Credit: S. Bradbrook/Macmillan Publishers Limited

DNA repair mechanisms offer potential therapeutic targets for atherosclerosis, according to the results of a study published in Circulation. “We find that human plaque vascular smooth muscle cells (VSMCs) show defective repair of oxidative DNA damage, owing to reduced activity and increased degradation of the major base excision repair (BER) enzyme, 8-oxoguanine DNA glycosylase (OGG1),” asserts Martin Bennett, corresponding author of the study.

The researchers also showed that correcting levels of this enzyme in mouse VMSCs not only rescued this defect in BER (which normalized 8-oxoguanine levels) but also markedly reduced atherosclerosis. “This result,” Bennett continues, “demonstrates that levels of oxidative DNA damage that actually occur in atherosclerosis directly promote atherogenesis.”

Previous studies had linked 8-oxoguanine accumulation (a marker of oxidative stress) in VSMCs, macrophages, and endothelial cells to atherosclerosis, but the present study is the first to show that VSMCs from human atherosclerotic plaques have decreased protein levels and enzyme activity of OGG1, and that this defect not only impairs BER and drives 8-oxoguanine accumulation, but also promotes atherosclerosis.
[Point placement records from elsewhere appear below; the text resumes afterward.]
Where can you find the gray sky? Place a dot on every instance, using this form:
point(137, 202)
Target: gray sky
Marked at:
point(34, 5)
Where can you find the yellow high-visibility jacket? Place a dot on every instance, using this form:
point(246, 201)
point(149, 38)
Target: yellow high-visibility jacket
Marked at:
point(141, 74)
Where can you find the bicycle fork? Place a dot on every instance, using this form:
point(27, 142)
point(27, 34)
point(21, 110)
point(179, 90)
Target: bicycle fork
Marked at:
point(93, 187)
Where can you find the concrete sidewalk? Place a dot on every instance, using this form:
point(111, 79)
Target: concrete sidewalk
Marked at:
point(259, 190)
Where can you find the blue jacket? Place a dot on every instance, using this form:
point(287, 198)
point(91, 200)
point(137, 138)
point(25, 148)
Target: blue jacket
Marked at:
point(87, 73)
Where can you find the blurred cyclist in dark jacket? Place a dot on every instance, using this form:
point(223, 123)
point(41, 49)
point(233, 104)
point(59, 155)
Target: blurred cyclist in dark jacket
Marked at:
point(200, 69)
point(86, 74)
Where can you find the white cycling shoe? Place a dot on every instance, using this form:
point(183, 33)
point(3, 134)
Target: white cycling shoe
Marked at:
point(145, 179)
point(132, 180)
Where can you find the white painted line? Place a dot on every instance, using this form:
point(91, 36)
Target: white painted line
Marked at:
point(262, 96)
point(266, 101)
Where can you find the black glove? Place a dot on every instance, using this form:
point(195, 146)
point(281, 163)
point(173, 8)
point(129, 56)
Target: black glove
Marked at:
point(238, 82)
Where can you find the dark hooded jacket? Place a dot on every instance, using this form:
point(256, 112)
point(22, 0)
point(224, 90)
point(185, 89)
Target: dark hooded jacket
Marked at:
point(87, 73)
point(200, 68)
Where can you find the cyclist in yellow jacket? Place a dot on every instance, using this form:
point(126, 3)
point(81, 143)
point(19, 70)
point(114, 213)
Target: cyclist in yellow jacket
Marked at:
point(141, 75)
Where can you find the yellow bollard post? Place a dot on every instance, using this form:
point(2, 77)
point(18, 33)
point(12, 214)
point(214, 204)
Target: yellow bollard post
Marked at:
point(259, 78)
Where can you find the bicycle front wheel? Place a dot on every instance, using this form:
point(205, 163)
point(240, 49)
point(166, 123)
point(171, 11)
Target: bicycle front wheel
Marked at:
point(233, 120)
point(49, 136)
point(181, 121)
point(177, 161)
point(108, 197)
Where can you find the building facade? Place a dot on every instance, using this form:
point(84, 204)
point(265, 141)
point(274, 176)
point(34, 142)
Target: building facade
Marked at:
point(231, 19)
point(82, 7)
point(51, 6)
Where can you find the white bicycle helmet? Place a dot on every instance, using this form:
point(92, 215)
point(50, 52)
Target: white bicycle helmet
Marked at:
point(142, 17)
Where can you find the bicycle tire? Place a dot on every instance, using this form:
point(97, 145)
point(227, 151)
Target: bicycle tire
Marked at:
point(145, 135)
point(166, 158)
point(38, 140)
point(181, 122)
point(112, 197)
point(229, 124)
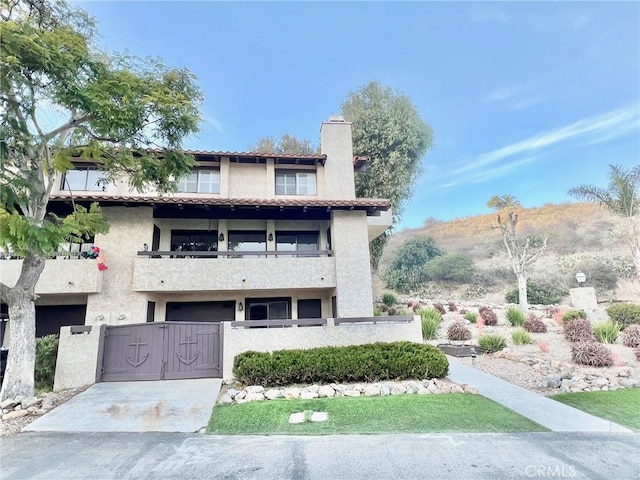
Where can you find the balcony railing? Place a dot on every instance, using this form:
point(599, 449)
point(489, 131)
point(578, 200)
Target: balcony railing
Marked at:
point(233, 254)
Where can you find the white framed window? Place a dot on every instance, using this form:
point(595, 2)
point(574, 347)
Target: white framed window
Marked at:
point(290, 182)
point(83, 179)
point(200, 181)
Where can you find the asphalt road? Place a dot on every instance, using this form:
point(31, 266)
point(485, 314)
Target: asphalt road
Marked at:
point(593, 456)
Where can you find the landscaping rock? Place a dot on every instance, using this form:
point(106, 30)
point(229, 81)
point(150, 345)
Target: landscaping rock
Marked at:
point(372, 391)
point(254, 397)
point(306, 395)
point(272, 394)
point(290, 393)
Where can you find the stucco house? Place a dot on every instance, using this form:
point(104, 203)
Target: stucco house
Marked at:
point(270, 240)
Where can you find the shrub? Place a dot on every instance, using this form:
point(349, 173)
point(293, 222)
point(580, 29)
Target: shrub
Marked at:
point(521, 337)
point(389, 299)
point(45, 368)
point(591, 353)
point(406, 269)
point(631, 336)
point(537, 294)
point(453, 267)
point(457, 331)
point(534, 324)
point(625, 314)
point(607, 332)
point(573, 315)
point(491, 342)
point(579, 330)
point(440, 308)
point(471, 316)
point(515, 316)
point(431, 320)
point(489, 316)
point(354, 363)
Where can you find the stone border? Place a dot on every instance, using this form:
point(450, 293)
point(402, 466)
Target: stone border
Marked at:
point(256, 393)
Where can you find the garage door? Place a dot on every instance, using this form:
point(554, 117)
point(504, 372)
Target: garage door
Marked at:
point(161, 351)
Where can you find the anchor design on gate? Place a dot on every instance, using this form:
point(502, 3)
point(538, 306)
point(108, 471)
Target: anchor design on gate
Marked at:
point(188, 342)
point(137, 362)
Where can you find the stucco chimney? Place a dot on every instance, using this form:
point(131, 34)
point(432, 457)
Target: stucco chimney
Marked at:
point(336, 144)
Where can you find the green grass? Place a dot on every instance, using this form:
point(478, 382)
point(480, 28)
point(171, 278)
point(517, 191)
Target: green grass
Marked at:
point(619, 406)
point(366, 415)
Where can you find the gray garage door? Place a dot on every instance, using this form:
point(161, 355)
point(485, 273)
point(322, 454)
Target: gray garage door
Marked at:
point(161, 351)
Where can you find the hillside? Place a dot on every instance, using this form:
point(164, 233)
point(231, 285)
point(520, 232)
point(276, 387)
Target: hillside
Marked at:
point(582, 236)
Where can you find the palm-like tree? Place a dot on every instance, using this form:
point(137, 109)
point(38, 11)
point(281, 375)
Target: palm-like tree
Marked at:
point(622, 197)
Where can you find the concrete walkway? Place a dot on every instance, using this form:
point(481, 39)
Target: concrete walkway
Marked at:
point(556, 416)
point(153, 406)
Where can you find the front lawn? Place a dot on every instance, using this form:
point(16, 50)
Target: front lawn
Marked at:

In particular, the researchers showed that the stability and activity of OGG1 are regulated by acetylation at Lys338 and Lys341, and identified p300 acetyltransferase and sirtuin 1 deacetylase as important for regulating BER efficiency in VSMCs. Specifically, p300 levels are reduced by oxidative stress and are also decreased in plaque VSMCs; these reduced p300 levels lead to decreased formation of the p300–OGG1 complex, which both reduces OGG1 enzyme activity and promotes its proteasomal degradation. Reactive oxygen species can also directly reduce OGG1 activity. The resulting decreased efficiency of BER drives 8-oxoguanine accumulation.
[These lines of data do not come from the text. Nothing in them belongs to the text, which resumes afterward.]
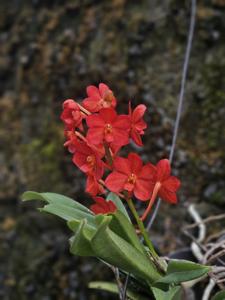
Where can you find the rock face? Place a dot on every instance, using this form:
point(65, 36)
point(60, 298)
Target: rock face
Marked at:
point(51, 50)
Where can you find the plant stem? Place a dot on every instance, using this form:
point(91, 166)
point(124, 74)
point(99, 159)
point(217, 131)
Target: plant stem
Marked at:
point(142, 228)
point(108, 155)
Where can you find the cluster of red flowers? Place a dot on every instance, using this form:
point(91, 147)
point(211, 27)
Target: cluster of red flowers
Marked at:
point(95, 133)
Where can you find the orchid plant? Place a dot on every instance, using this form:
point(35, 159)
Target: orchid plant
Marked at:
point(95, 134)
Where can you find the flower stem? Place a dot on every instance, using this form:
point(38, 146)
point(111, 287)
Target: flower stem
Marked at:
point(142, 228)
point(84, 110)
point(152, 200)
point(108, 155)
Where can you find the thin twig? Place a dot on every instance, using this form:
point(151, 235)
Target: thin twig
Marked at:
point(207, 220)
point(181, 98)
point(212, 249)
point(208, 289)
point(180, 106)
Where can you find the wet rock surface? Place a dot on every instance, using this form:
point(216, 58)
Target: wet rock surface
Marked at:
point(50, 51)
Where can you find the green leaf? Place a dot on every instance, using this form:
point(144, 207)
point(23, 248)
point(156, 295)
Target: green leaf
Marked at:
point(219, 296)
point(80, 243)
point(119, 203)
point(171, 293)
point(181, 270)
point(53, 198)
point(69, 213)
point(113, 288)
point(116, 251)
point(123, 228)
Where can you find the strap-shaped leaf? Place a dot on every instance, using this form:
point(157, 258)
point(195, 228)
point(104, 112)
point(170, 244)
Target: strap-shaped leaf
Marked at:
point(123, 228)
point(113, 288)
point(219, 296)
point(118, 252)
point(171, 293)
point(53, 198)
point(69, 213)
point(119, 204)
point(80, 243)
point(182, 270)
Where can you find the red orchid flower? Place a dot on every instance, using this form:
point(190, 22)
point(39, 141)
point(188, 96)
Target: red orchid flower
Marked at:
point(102, 206)
point(165, 185)
point(71, 115)
point(130, 175)
point(98, 98)
point(108, 127)
point(88, 160)
point(137, 123)
point(93, 187)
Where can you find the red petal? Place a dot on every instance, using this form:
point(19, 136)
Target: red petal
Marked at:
point(108, 115)
point(95, 135)
point(115, 182)
point(92, 91)
point(138, 112)
point(109, 137)
point(128, 187)
point(136, 137)
point(80, 160)
point(121, 137)
point(143, 189)
point(122, 165)
point(135, 163)
point(112, 206)
point(92, 186)
point(95, 121)
point(103, 88)
point(91, 104)
point(163, 170)
point(122, 122)
point(172, 184)
point(167, 195)
point(148, 172)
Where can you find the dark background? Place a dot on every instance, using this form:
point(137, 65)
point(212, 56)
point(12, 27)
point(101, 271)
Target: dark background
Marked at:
point(50, 51)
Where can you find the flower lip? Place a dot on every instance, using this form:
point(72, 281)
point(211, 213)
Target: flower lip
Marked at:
point(108, 128)
point(107, 99)
point(91, 160)
point(132, 178)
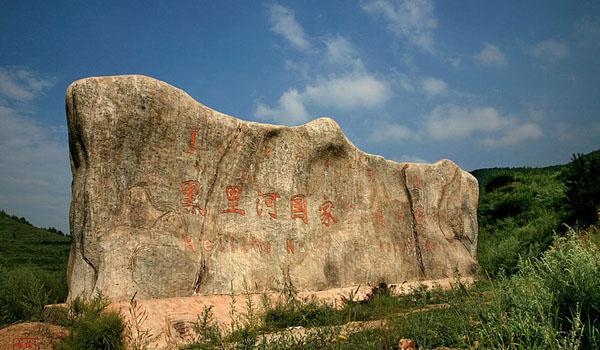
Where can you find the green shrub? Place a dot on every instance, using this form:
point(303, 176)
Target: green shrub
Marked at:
point(518, 219)
point(25, 291)
point(553, 302)
point(582, 178)
point(93, 328)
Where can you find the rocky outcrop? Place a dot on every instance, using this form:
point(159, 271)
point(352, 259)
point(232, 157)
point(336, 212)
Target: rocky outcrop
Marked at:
point(171, 198)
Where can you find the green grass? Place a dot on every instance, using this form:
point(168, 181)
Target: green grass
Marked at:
point(519, 212)
point(33, 269)
point(24, 245)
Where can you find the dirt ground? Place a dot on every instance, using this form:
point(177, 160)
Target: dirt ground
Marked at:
point(31, 335)
point(171, 320)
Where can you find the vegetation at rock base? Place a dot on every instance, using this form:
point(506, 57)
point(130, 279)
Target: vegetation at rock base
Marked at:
point(540, 285)
point(91, 327)
point(519, 212)
point(33, 269)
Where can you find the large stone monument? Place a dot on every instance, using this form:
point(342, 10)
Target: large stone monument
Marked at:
point(172, 198)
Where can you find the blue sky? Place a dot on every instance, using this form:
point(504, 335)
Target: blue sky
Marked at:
point(484, 83)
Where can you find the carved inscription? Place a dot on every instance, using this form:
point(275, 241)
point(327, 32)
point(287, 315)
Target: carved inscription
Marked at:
point(325, 209)
point(189, 243)
point(267, 200)
point(299, 207)
point(233, 194)
point(192, 142)
point(190, 190)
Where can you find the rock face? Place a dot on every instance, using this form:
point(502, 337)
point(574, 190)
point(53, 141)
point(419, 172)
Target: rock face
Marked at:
point(171, 198)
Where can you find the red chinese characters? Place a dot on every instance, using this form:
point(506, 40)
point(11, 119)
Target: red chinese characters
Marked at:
point(325, 209)
point(190, 190)
point(267, 200)
point(299, 207)
point(192, 143)
point(233, 194)
point(189, 243)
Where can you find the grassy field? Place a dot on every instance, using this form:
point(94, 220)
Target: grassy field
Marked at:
point(33, 269)
point(539, 283)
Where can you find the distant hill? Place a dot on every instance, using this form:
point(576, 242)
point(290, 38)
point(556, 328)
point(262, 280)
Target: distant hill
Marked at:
point(24, 245)
point(520, 209)
point(485, 175)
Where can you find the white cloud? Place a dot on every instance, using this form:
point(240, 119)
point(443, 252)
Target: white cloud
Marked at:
point(390, 133)
point(289, 110)
point(355, 90)
point(340, 51)
point(405, 158)
point(412, 20)
point(283, 23)
point(588, 30)
point(299, 68)
point(491, 55)
point(349, 91)
point(515, 136)
point(456, 122)
point(34, 170)
point(550, 50)
point(434, 87)
point(21, 85)
point(452, 122)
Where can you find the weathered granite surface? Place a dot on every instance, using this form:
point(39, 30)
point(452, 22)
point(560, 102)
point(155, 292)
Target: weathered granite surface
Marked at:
point(172, 198)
In mice, the researchers showed that targeted deletion or knockdown of Ogg1 led to accumulation of 8-oxoguanine as well as increased cell death, senescence, and expression of inflammasome components, which are all proatherogenic. By contrast, overexpression of Ogg1 reduced these responses to oxidative stress and attenuated the development of atherosclerosis.
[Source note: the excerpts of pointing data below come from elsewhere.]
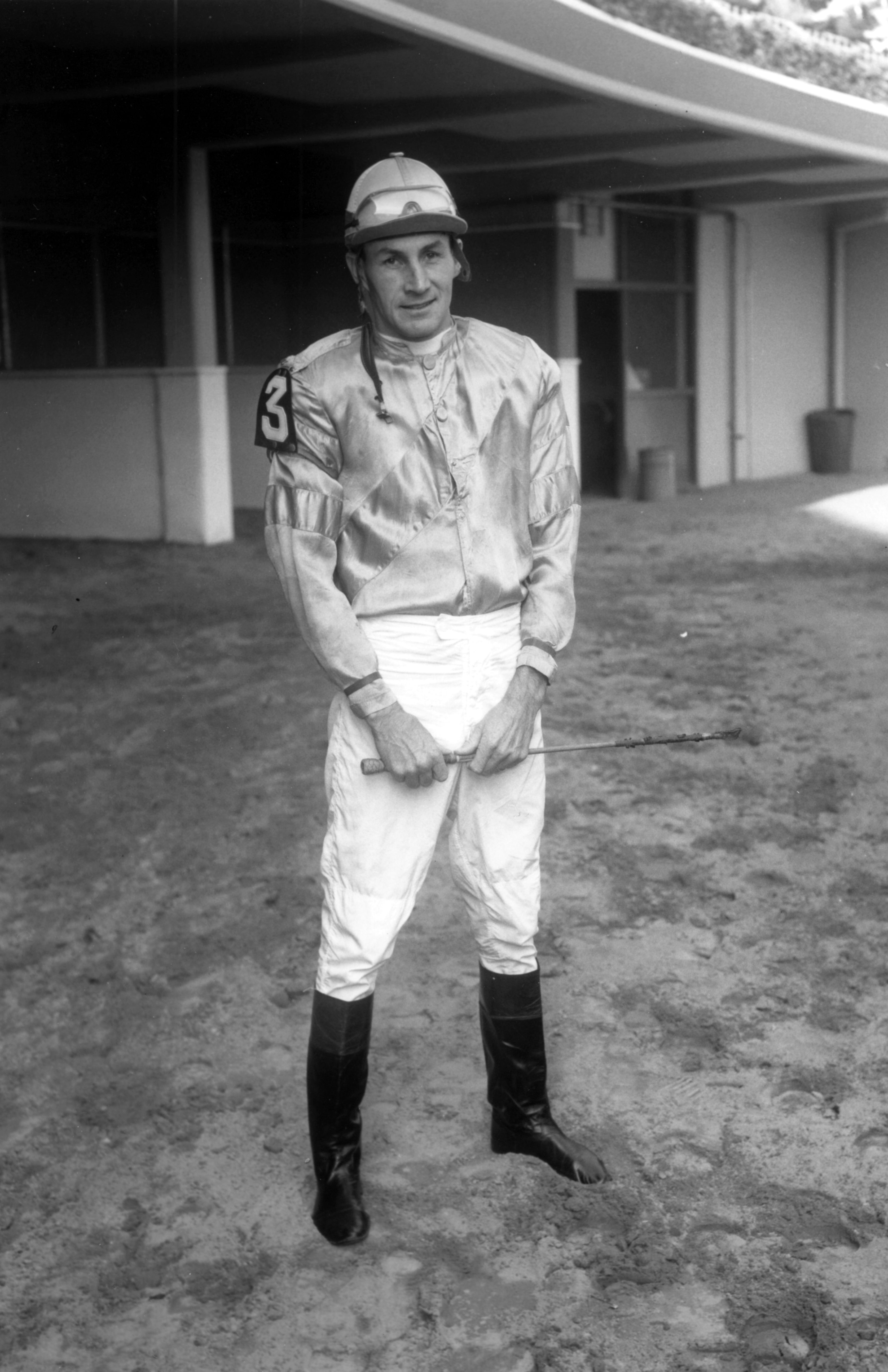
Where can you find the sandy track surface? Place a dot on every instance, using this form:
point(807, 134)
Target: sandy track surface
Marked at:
point(716, 961)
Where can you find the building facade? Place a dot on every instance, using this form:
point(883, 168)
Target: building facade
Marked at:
point(702, 246)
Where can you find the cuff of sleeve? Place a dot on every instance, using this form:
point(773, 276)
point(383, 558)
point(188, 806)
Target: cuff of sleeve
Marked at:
point(368, 699)
point(539, 659)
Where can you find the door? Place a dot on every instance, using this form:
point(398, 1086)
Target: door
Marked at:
point(600, 349)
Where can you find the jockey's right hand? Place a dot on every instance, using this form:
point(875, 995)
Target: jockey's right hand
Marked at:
point(407, 748)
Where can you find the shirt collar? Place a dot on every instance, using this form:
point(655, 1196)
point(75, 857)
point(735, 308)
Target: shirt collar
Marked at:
point(403, 350)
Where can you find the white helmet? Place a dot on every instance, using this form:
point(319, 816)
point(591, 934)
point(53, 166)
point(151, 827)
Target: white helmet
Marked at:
point(399, 197)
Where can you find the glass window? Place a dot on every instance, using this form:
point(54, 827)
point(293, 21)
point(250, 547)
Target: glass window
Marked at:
point(51, 294)
point(131, 294)
point(653, 341)
point(651, 249)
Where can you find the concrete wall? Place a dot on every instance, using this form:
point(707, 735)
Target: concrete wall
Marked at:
point(80, 456)
point(867, 345)
point(135, 455)
point(783, 324)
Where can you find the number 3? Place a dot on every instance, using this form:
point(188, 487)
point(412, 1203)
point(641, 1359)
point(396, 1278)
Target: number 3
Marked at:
point(274, 393)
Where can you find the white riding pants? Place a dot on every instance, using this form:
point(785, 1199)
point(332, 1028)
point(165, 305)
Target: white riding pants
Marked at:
point(381, 836)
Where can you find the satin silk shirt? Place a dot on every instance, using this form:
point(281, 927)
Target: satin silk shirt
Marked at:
point(466, 501)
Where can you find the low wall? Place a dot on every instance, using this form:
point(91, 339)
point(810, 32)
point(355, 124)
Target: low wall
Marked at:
point(124, 455)
point(249, 464)
point(80, 456)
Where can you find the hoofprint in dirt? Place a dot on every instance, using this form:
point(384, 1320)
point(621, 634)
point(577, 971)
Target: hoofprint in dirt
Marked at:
point(716, 961)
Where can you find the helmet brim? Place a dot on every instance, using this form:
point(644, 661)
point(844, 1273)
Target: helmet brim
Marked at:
point(406, 227)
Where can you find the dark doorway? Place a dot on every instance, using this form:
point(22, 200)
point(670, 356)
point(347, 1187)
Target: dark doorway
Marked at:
point(600, 349)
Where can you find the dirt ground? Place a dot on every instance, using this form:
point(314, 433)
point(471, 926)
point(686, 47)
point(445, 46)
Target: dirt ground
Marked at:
point(716, 961)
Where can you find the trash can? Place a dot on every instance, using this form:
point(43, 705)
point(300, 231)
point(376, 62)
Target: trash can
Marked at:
point(657, 474)
point(831, 434)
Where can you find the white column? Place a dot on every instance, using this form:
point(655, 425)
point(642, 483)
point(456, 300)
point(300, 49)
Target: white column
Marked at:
point(193, 392)
point(714, 352)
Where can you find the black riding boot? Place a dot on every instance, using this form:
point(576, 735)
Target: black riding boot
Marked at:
point(337, 1079)
point(511, 1030)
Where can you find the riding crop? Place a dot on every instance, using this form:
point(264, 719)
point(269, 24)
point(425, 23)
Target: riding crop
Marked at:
point(371, 766)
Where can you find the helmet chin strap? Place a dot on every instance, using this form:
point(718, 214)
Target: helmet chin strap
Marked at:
point(370, 366)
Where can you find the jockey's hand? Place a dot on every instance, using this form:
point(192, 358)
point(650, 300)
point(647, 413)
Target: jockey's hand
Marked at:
point(505, 731)
point(407, 748)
Thus, the researchers posit, the detrimental effect of chronic oxidative stress on atherosclerosis involves a vicious cycle of oxidative DNA damage, decreased efficiency of BER, and downregulation of OGG1.

atherosclerosis involves a vicious cycle of oxidative DNA damage, decreased … BER, and downregulation of OGG1

In their published report, the researchers suggest that approaches that protect against oxidative DNA damage or promote DNA repair mechanisms could offer benefits in patients with coronary artery disease that go beyond the reduction of traditional cardiovascular risk factors, such as hypercholesterolaemia, diabetes mellitus, and smoking.